Islam, festa del sacrificio In settecento al Palasport

Celebrazione simile alla Pasqua: «Gli agnelli vengono uccisi solo al macello» La richiesta per il prossimo anno: «Vogliamo farla in una piazza della città»


di Alan Conti


BOLZANO. «È la vostra Pasqua». Il parallelismo fa la sua comparsa tra le primissime frasi di tutti gli islamici che ieri avevano voglia di raccontarti che cosa stessero festeggiando. Tanti, in realtà, spalancano un sorriso davanti alla curiosità: hanno una discreta voglia di spiegare che la festa del sacrificio non è solo una mattanza di agnelli. Anche in questo, poi, non troppo distante dalla Pasqua.

Palasport di via Resia. Il tempio del volley, la casa del Festival Studentesco e la palestra quotidiana di almeno una dozzina di sport per una mattina si trasforma in qualcosa di molto simile a una moschea. Per carità, senza scatenare la polemica politica ma la sensazione di fronte a 700 fedeli piegati in preghiera sui tappetini di fronte all’imam arrivato da Verona è quella. Ordinati ma non troppo perché comunque è una festa quindi i bambini si rincorrono lungo il parquet. Alcuni giocano anche a calcio nei corridoi: d’altronde è pur sempre il Palasport. Confusione, ma con una carica spirituale evidente.
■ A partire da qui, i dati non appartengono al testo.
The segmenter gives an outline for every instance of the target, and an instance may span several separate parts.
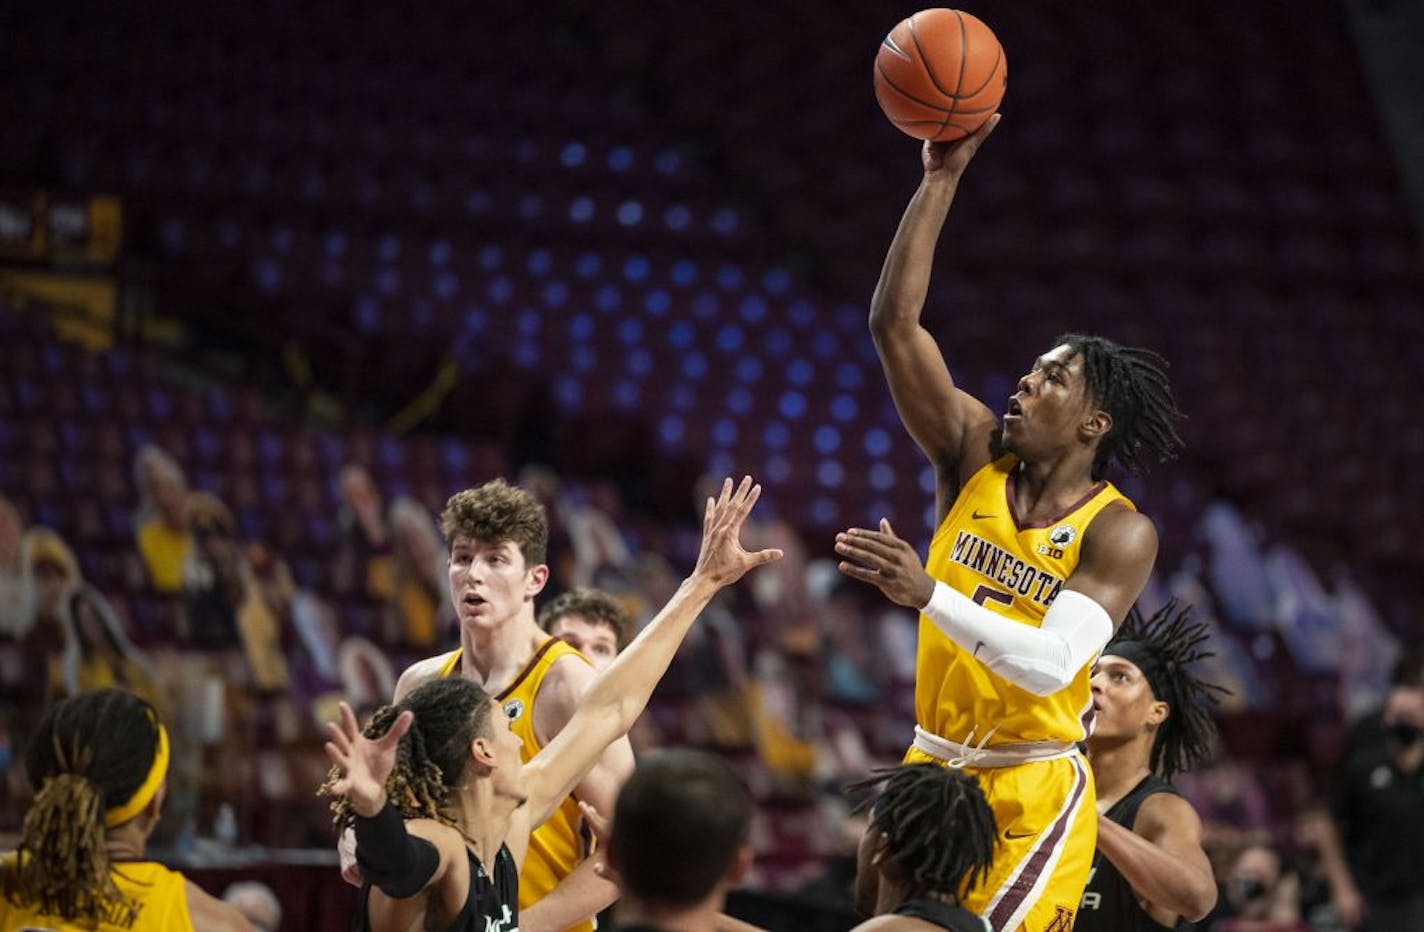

Assodato che la festa è molto simile alla Pasqua, forti di questa certezza, chiediamo di entrare più nel dettaglio a Hassan Ougdoud dell’associazione Famiglie Magrebine di Bolzano. «Questa ricorrenza (Id Al Adha in arabo) ricorda il sacrificio sostitutivo effettuato con un montone da Abramo, del tutto obbediente e disposto a sacrificare a Dio persino suo figlio Ismaele prima di venire fermato dall’angelo. Celebriamo lui così come celebriamo tutti i profeti». Questo, dunque, il significato strettamente religioso, ma come si traduce nella vita di tutti i giorni? «Il senso di questa festa è quella della condivisione in un concetto rafforzato di comunità. Di fatto si celebra la predisposizione che ogni fedele deve avere per la collettività. È esattamente questo che l’imam spiega e cerca di trasmettere. Noi abbiamo scelto di ospitare l’imam di Verona perchè ha una profondità di interpretazione superiore grazie a una preparazione invidiabile». Come ci si prende cura della comunità? «È qui che entra in gioco l’agnello. Nella storia non tutte le classi sociali potevano permettersi la carne quindi dividerla è un segno di compartecipazione di una ricchezza. Oltretutto collegata a una funzione vitale come il mangiare. Per tradizione, comunque, l’agnello viene diviso in tre parti: un terzo per se stessi, un terzo per la famiglia e u n terzo per i bisognosi». Ecco, i cristiani a Pasqua mica se lo mangiano tutto. «Ma è innegabile che i cattolici abbiano modificato maggiormente le proprie tradizioni religiose modellandole sui cambiamenti della società. Noi rimaniamo più collegati alle pratiche più antiche. Non è un giudizio di merito, ma una constatazione». Come la mettiamo con lo sgozzamento? «Quello non accade. Direi che la procedura che seguiamo a Bolzano esclude queste cose». Spieghiamola. «Certo. Nei giorni antecedenti la festa le famiglie possono andare dagli allevatori a scegliersi l’agnello che viene poi portato al macello. L’uccisione, alla presenza dei veterinari e secondo le procedure islamiche, avviene solo all’interno del macello. L’unica condizione è che sia compiuta solo dopo la chiusura della preghiera». Quindi dalle 10 di ieri mattina in poi. «Esattamente. Ci mettiamo in fila, ritiriamo l’animale lavorato e poi lo dividiamo con chi ne ha biosogno». Anche con i bisognosi di altre religioni? «Guardi, i nostri imam ci dicono che se io ho un vicino di casa che soffre la fame e non l’aiuto compio peccato. Qualsiasi sia la sua origine, età, sesso o credo».

C’è spazio, infine, per una richiesta. «Per noi si tratta di una festa da condividere con tutti. Prossimo anno sarebbe bello poterla svolgere all’interno di una piazza cittadina. Per avvicinarsi e lasciarci interrogare anche dalla cittadinanza che si incuriosisce».